Two Oklahoma statutes address the issue of impeding traffic.

47 Okla. Stat. § 11-804 applies to “motor vehicles” and says, “No person shall drive a motor vehicle at such a slow speed as to impede the normal and reasonable movement of traffic . . . .”

47 Okla. Stat. § 11-1205 applies to bicycles and says, “Persons riding two abreast shall not impede the normal and reasonable flow of traffic and, on a laned roadway, shall ride within a single lane.”

What constitutes “normal and reasonable flow of traffic” has not been defined in Oklahoma and how Oklahoma courts apply and interpret this issue is unknown. What constitutes “reasonable” flow of traffic as it relates to bicycles has been addressed in Ohio.

In the Ohio case of City of Trotwood v. Selz, 2000 OH 48162 (2000), a cyclist traveling 15 mph was cited for impeding traffic. Ohio’s ordinance was virtually identical to Oklahoma’s statute in that it prohibited a vehicle from traveling at such a slow speed as to “impede or block the normal and reasonable movement of traffic”.

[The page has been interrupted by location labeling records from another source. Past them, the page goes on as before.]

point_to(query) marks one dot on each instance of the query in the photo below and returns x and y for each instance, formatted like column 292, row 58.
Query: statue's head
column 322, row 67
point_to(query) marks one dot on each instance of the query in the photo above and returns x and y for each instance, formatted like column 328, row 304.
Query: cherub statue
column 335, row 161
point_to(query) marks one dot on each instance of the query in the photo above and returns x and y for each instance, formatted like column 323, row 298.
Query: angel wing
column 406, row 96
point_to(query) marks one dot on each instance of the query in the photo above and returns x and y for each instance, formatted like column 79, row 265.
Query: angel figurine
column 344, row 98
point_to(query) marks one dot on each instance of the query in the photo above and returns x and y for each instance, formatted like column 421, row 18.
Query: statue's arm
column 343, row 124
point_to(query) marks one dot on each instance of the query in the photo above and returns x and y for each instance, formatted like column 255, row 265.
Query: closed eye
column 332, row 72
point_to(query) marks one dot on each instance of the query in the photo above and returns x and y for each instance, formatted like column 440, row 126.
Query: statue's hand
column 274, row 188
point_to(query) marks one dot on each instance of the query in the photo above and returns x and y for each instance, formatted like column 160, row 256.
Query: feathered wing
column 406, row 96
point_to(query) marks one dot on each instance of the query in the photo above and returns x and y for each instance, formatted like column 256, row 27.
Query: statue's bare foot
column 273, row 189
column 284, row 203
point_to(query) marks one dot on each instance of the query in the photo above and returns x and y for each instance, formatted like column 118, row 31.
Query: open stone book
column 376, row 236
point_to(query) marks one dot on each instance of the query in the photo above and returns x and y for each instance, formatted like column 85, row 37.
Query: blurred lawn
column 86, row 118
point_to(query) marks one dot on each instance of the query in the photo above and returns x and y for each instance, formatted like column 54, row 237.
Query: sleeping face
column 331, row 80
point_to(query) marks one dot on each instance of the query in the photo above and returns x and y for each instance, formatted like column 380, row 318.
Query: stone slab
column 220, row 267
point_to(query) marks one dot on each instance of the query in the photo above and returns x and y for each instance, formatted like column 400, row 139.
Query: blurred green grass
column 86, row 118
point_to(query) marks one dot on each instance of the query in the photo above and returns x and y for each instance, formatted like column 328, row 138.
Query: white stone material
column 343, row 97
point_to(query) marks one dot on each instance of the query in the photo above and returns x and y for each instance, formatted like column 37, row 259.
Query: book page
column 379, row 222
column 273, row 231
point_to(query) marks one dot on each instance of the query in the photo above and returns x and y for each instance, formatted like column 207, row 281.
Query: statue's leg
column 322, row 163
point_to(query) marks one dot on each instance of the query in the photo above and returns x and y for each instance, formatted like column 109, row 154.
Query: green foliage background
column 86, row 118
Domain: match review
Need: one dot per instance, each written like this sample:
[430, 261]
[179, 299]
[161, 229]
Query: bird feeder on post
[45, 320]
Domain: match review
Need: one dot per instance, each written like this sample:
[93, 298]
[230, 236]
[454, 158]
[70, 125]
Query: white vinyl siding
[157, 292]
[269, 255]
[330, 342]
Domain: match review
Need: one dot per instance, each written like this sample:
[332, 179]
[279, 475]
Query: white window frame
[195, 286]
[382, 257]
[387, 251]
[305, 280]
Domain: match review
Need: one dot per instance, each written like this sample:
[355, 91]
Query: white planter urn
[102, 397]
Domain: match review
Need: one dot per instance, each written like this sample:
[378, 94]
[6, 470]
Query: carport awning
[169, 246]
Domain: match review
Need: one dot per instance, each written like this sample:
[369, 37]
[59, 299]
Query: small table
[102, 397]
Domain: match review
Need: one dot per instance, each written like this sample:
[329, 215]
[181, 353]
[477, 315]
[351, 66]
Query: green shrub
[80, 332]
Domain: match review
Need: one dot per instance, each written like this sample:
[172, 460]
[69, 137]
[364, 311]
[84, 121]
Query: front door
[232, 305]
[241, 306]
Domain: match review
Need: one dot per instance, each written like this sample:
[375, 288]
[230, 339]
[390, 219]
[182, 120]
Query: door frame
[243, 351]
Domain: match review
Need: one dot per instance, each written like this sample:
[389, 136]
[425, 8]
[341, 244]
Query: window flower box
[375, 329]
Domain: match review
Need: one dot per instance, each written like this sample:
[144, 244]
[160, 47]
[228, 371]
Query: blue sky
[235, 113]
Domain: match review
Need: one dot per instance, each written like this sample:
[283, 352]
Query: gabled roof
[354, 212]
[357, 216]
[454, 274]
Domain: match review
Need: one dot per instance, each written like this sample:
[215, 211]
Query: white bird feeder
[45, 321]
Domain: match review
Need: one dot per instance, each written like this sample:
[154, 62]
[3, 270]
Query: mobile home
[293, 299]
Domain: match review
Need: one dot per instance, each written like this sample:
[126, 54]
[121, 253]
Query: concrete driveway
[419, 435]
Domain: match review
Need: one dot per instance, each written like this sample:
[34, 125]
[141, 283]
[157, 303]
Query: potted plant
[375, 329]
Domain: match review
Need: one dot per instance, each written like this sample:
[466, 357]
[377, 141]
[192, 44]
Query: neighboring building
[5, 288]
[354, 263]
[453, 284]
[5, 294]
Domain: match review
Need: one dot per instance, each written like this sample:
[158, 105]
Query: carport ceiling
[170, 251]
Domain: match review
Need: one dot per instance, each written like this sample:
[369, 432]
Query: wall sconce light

The cyclist lost in municipal court and appealed to the Ohio Supreme Court. The Ohio court likened bicyclists to operators of farm machinery and cited a Georgia case where the operator of a combine was cited for impeding traffic. The Georgia court said you have to look at what is a reasonable speed for that particular vehicle. In finding for the cyclist, the Ohio Supreme Court said,

“[H]olding the operator to have violated the slow speed statute would be tantamount to excluding operators of these vehicles from the public roadways, something that each legislative authority, respectively, has not clearly expressed an intention to do.”